The Apache Tika toolkit, the industry standard for detecting and extracting metadata from over a thousand file types, has issued a maximum-severity alert. A critical XML External Entity (XXE) vulnerability, tracked as CVE-2025-66516, poses a catastrophic risk to applications relying on Tika for content analysis. With a CVSS score of 10.0, this flaw allows attackers to compromise servers simply by uploading a malicious PDF.
The vulnerability stems from how the toolkit handles XFA (XML Forms Architecture) data within PDF files. As stated in the advisory: “Critical XXE in Apache Tika… allows an attacker to carry out XML External Entity injection via a crafted XFA file inside of a PDF.”
This advisory is particularly notable because it serves as a crucial correction to a previous disclosure (CVE-2025-54988).
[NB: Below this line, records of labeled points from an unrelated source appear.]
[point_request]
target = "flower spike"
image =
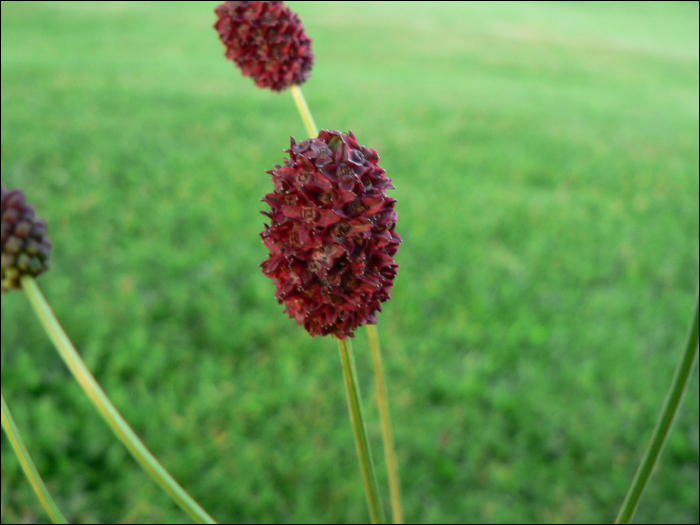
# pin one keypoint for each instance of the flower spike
(267, 42)
(331, 237)
(25, 244)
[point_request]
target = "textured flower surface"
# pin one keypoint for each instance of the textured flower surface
(25, 246)
(267, 41)
(331, 237)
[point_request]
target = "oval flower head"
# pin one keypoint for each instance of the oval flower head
(25, 245)
(331, 234)
(266, 41)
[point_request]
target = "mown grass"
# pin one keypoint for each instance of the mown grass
(545, 158)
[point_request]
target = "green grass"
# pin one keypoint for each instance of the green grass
(545, 158)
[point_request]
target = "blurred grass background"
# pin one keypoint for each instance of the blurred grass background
(545, 157)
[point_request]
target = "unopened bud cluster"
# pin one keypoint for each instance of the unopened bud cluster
(267, 42)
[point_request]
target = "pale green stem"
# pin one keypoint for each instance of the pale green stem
(304, 111)
(105, 407)
(668, 412)
(387, 434)
(358, 426)
(28, 465)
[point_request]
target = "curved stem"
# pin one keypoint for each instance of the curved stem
(387, 434)
(28, 465)
(358, 426)
(304, 111)
(105, 407)
(668, 412)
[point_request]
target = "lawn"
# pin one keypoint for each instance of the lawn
(545, 158)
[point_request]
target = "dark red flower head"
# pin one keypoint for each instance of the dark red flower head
(331, 235)
(267, 41)
(25, 246)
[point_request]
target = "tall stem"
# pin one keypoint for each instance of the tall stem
(304, 111)
(668, 412)
(8, 423)
(387, 434)
(358, 426)
(105, 407)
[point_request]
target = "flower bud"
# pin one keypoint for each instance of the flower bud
(267, 42)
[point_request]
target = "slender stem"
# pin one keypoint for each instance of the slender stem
(304, 111)
(28, 465)
(668, 412)
(387, 434)
(358, 426)
(105, 407)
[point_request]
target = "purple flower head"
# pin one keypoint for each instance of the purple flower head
(25, 245)
(267, 42)
(331, 235)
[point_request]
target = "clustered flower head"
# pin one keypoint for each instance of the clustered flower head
(25, 245)
(267, 41)
(331, 237)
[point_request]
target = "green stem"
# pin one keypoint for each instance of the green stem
(668, 412)
(387, 434)
(28, 465)
(105, 407)
(358, 426)
(304, 111)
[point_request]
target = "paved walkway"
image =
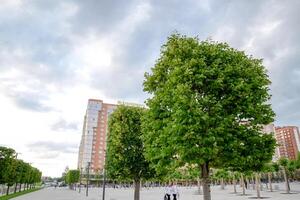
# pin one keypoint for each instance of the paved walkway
(154, 194)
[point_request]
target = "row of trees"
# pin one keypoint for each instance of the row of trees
(207, 107)
(16, 172)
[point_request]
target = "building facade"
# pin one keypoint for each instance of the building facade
(93, 141)
(288, 140)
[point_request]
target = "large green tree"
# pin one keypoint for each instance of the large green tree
(125, 159)
(208, 102)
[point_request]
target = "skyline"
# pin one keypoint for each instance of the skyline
(55, 55)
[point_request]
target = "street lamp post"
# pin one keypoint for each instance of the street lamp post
(88, 177)
(104, 177)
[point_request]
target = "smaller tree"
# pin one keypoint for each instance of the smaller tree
(283, 162)
(222, 175)
(125, 158)
(72, 177)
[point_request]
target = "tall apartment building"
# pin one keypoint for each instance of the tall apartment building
(288, 139)
(93, 141)
(270, 129)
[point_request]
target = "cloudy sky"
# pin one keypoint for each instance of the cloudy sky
(55, 55)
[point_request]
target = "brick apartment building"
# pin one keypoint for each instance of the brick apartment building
(93, 141)
(288, 139)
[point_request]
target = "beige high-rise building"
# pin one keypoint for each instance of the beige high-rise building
(93, 141)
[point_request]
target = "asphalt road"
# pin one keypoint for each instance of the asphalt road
(154, 194)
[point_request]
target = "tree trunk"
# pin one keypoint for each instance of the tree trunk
(205, 181)
(270, 181)
(234, 185)
(222, 184)
(287, 186)
(16, 187)
(253, 183)
(137, 186)
(199, 186)
(257, 186)
(261, 186)
(243, 184)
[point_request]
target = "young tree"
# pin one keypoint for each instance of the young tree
(208, 102)
(72, 177)
(283, 162)
(125, 159)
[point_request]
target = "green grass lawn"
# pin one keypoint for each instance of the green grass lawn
(10, 196)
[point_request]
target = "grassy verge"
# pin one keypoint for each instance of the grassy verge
(10, 196)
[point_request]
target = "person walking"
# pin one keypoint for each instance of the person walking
(175, 192)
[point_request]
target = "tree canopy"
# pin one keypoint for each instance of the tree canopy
(207, 107)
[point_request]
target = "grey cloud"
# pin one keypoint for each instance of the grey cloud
(44, 33)
(52, 147)
(101, 16)
(63, 125)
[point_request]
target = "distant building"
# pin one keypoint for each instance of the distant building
(93, 141)
(288, 140)
(270, 129)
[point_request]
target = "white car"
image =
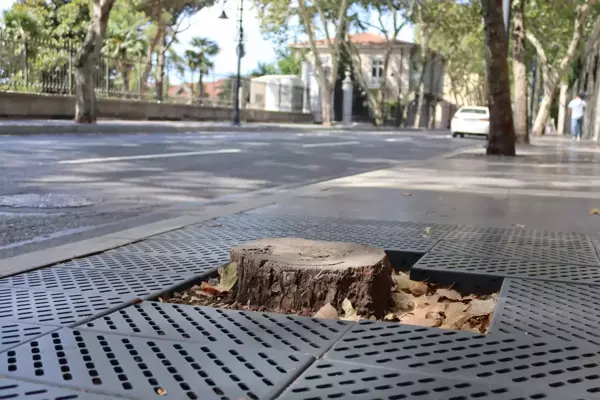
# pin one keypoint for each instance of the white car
(471, 121)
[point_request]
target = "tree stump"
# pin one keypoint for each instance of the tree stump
(298, 275)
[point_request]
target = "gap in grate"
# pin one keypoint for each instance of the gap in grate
(14, 389)
(544, 363)
(207, 324)
(142, 368)
(53, 308)
(448, 268)
(107, 283)
(534, 253)
(151, 263)
(549, 309)
(339, 380)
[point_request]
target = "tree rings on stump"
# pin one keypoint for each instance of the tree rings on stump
(292, 275)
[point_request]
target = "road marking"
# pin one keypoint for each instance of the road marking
(329, 144)
(149, 156)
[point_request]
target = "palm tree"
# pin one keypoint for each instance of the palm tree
(198, 58)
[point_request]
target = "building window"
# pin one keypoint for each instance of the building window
(376, 69)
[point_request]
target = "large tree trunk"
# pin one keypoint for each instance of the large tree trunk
(502, 131)
(160, 73)
(85, 62)
(520, 73)
(562, 107)
(298, 275)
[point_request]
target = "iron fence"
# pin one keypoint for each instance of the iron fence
(41, 66)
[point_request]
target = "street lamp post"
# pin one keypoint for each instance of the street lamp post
(240, 53)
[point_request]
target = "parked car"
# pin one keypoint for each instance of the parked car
(470, 121)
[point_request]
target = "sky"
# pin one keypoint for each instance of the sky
(206, 23)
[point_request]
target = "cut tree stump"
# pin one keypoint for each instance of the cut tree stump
(299, 275)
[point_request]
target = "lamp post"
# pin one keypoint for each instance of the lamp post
(240, 53)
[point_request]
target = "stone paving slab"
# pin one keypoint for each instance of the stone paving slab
(212, 325)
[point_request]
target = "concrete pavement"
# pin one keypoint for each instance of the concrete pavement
(133, 179)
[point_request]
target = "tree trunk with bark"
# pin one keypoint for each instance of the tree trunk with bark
(160, 69)
(562, 107)
(86, 60)
(520, 74)
(501, 139)
(298, 275)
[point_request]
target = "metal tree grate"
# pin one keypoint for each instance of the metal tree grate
(433, 262)
(155, 263)
(550, 253)
(545, 363)
(14, 333)
(540, 309)
(209, 249)
(52, 308)
(339, 380)
(123, 283)
(144, 368)
(14, 389)
(243, 328)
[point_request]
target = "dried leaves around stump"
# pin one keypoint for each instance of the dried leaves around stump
(439, 307)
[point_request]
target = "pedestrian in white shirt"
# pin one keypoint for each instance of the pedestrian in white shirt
(577, 110)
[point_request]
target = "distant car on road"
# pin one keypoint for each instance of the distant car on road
(471, 121)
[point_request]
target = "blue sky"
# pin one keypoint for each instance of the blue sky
(207, 24)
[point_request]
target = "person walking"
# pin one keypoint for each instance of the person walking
(576, 111)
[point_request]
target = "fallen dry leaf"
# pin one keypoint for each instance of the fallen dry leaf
(327, 312)
(402, 302)
(349, 311)
(449, 294)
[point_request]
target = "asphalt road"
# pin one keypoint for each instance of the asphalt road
(130, 179)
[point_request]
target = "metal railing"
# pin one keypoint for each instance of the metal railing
(40, 66)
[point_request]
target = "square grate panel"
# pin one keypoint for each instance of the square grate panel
(243, 328)
(14, 389)
(339, 380)
(52, 308)
(210, 249)
(151, 263)
(540, 309)
(434, 262)
(143, 368)
(14, 333)
(111, 283)
(549, 253)
(543, 363)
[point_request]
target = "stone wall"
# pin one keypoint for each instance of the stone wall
(26, 105)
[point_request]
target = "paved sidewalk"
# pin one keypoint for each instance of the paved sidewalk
(79, 329)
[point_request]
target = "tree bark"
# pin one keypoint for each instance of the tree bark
(160, 72)
(85, 62)
(293, 275)
(562, 107)
(520, 73)
(501, 139)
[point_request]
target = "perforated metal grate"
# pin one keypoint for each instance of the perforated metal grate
(340, 380)
(252, 329)
(52, 308)
(549, 253)
(143, 368)
(123, 283)
(210, 249)
(14, 333)
(151, 263)
(508, 268)
(545, 363)
(14, 389)
(540, 309)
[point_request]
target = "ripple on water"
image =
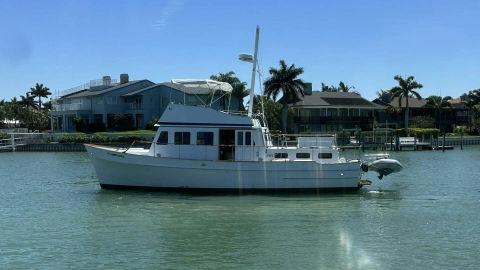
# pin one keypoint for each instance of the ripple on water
(54, 215)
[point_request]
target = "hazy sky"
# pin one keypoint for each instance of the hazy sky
(363, 43)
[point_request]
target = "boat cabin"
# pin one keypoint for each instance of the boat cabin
(202, 133)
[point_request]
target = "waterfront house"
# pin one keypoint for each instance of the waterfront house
(446, 120)
(142, 101)
(335, 111)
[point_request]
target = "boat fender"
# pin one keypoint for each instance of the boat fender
(364, 167)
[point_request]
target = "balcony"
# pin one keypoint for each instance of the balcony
(330, 119)
(135, 106)
(70, 107)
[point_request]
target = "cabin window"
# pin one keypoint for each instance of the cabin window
(163, 137)
(248, 138)
(302, 155)
(182, 137)
(205, 138)
(324, 155)
(240, 138)
(281, 155)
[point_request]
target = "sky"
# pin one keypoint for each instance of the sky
(66, 43)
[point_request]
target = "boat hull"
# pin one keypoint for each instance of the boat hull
(116, 169)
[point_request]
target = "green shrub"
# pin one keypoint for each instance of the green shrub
(422, 122)
(418, 132)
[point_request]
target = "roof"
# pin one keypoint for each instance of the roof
(335, 99)
(88, 93)
(204, 86)
(141, 90)
(184, 115)
(193, 87)
(412, 102)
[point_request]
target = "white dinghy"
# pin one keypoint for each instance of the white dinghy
(382, 164)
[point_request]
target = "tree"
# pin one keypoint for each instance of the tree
(439, 104)
(285, 81)
(238, 87)
(472, 99)
(384, 96)
(405, 89)
(40, 91)
(27, 101)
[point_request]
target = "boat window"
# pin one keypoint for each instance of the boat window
(248, 138)
(182, 137)
(303, 155)
(205, 138)
(324, 155)
(163, 137)
(281, 155)
(239, 138)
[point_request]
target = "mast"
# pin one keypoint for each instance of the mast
(254, 70)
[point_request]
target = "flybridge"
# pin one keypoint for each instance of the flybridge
(177, 114)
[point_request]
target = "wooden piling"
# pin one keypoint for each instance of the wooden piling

The original report underestimated the blast radius of the vulnerability.
The Apache team realized that patching just the PDF module was insufficient. “While the entrypoint for the vulnerability was the tika-parser-pdf-module as reported in CVE-2025-54988, the vulnerability and its fix were in tika-core.”
This means many administrators who thought they were safe after the last patch cycle may still be exposed. The report starkly warns: “Users who upgraded the tika-parser-pdf-module but did not upgrade tika-core to >=3.2.2 would still be vulnerable.”
This vulnerability impacts the core engine of Tika, meaning the scope is wider than initially thought. It affects legacy 1.x parsers as well as modern modules.
Affected components include:
- Apache Tika Core: Versions 1.13 through 3.2.1
- Apache Tika Parsers: Versions 1.13 before 2.0.0
- Apache Tika PDF Parser Module: Versions 2.0.0 through 3.2.1
The Apache Tika toolkit is designed to be a universal parser. All of these file types can be parsed through a single interface, making Tika useful for search engine indexing, content analysis, translation, and much more.
However, this universality becomes a liability when parsing complex formats like PDF. By embedding a malicious XML payload within the XFA section of a PDF, an attacker can trick the Tika core into processing external entities. This can lead to the disclosure of confidential data, denial of service, or server-side request forgery (SSRF).
The confusion regarding the previous CVE makes this update mandatory. If your application dependencies include tika-core version 3.2.1 or older, you are at risk.
You must upgrade your dependencies immediately to ensure tika-core is at version 3.2.2 or higher.